Purtroppo la ragazza non tornò mai a vivere in paese, perché la gente continuava ad avere pregiudizi su di lei, perciò il bosco diventò una casa per lei e per suo figlio.

Il Salvanèl imparò a riconoscere l’odore di ogni pianta ancora prima di iniziare a camminare. Era informato su tutte le cose che riguardavano la natura e gli animali e prevedeva persino il tempo atmosferico!

Conosceva le proprietà curative delle erbe, distingueva i funghi velenosi da quelli commestibili e sapeva come rintracciare beni preziosi nascosti per i boschi.

Negli anni il Salvanèl crebbe forte e sano, con una folta barba nera e, anche se incuteva un po’ di timore per il suo aspetto un  po' grottesco, era un uomo dall’animo buono.

Non amava farsi vedere dalla gente, si muoveva più che altro di notte, ma quando a un valligiano serviva una mano, era sempre pronto ad aiutare senza chiedere nessun favore in cambio.

C’era un maso in località Miauneri a Tregiovo, un piccolo paese montano della Val di Non ai piedi delle Maddalene, a cui il Salvanèl era particolarmente affezionato, perché i suoi abitanti gli donavano spesso del latte.

Così lui, maestro dell’arte casearia, insegnò loro a ricavarne burro e formaggio.
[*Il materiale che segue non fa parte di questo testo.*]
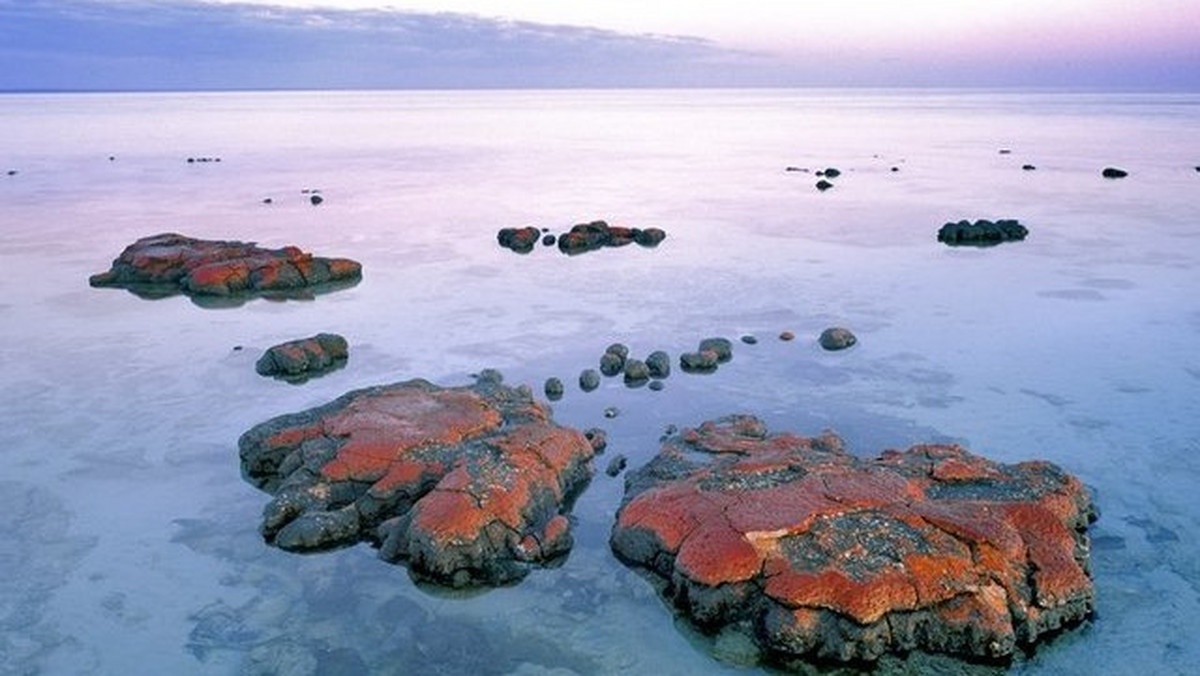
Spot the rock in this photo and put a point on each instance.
(649, 237)
(520, 240)
(468, 485)
(589, 380)
(819, 555)
(304, 358)
(583, 238)
(611, 364)
(617, 465)
(982, 232)
(699, 362)
(636, 372)
(837, 338)
(553, 389)
(659, 364)
(174, 263)
(598, 438)
(723, 347)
Gli allevatori, però, presi dall’euforia, diffusero gli insegnamenti del Salvanèl senza il suo consenso. Questo atteggiamento diede molto fastidio al Salvanèl e quindi decise di non rivelare altro e men che meno l'arte sconosciuta di trasformare il siero di latte in cera.
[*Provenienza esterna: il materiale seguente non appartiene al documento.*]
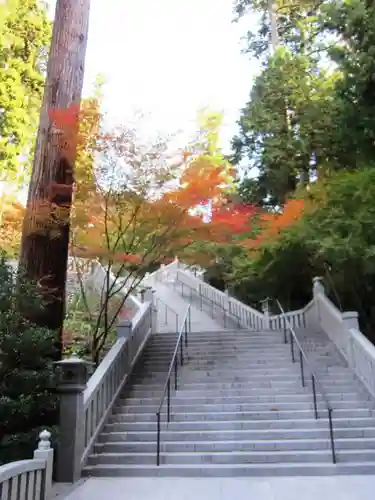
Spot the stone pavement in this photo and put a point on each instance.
(200, 320)
(295, 488)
Dopo aver perso la fiducia nei confronti degli abitanti del maso, il Salvanèl nella notte munse anche tutto il latte senza lasciarne nemmeno una goccia agli allevatori, liberò le mucche dalla stalla e non si fece vedere più da quelle parti.

Come avrete campito il Savanèl era noto per essere anche un uomo schivo e vendicativo, perciò bisognava stare attenti a non commettere torti nei suoi confronti… e guai a chi toccava il suo amato bosco!

Quando qualcuno osava tagliare qualche pianta, gettare rifiuti a terra o appiccare fuochi, il Salvanèl andava su tutte le furie e diventava dispettoso: era così abile nel fare scherzi che nessuno ne usciva impunito.

Un giorno, per ordine del governo austriaco, i boscaioli iniziarono ad abbattere alberi su alberi per costruire una strada comoda in mezzo ai boschi per il trasporto del legname fra Italia e Austria.

Il Salvanèl si arrabbiò talmente tanto che orchestrò un’astuta vendetta. Nella notte rubò tutte le asce e le seghe ai taglialegna, così il giorno successivo dovettero andare a comprarne di nuove.

L’uomo selvaggio, pronto a tutto per difendere i suoi amati boschi, la notte successiva rubò le ruote ai carri che trasportavano il legname. Così i boscaioli, sfiniti dai continui dispetti, decisero di interrompere definitivamente i lavori.

Era meglio non infastidire il Salvanèl: era tanto buono e gentile, quanto dispettoso e vendicativo. Il suo scopo era quello di proteggere la natura e non tollerava che gli uomini non la rispettassero.

Nessuno sa di preciso quanti anni visse il Salvanèl, la leggenda narra che non invecchiò mai e c’è chi giura di vederlo ancora vagare per i boschi della Val di Non.

C’è pure una piccola grotta fra le rocce del monte Ozolo che si pensa sia la sua dimora e viene chiamata “El bus del Salvanèl”.

Quindi, attenzione, meglio pensarci due volte prima di fare un torto alla natura, perché il Salvanèl si aggira ancora nei boschi, pronto a difenderla!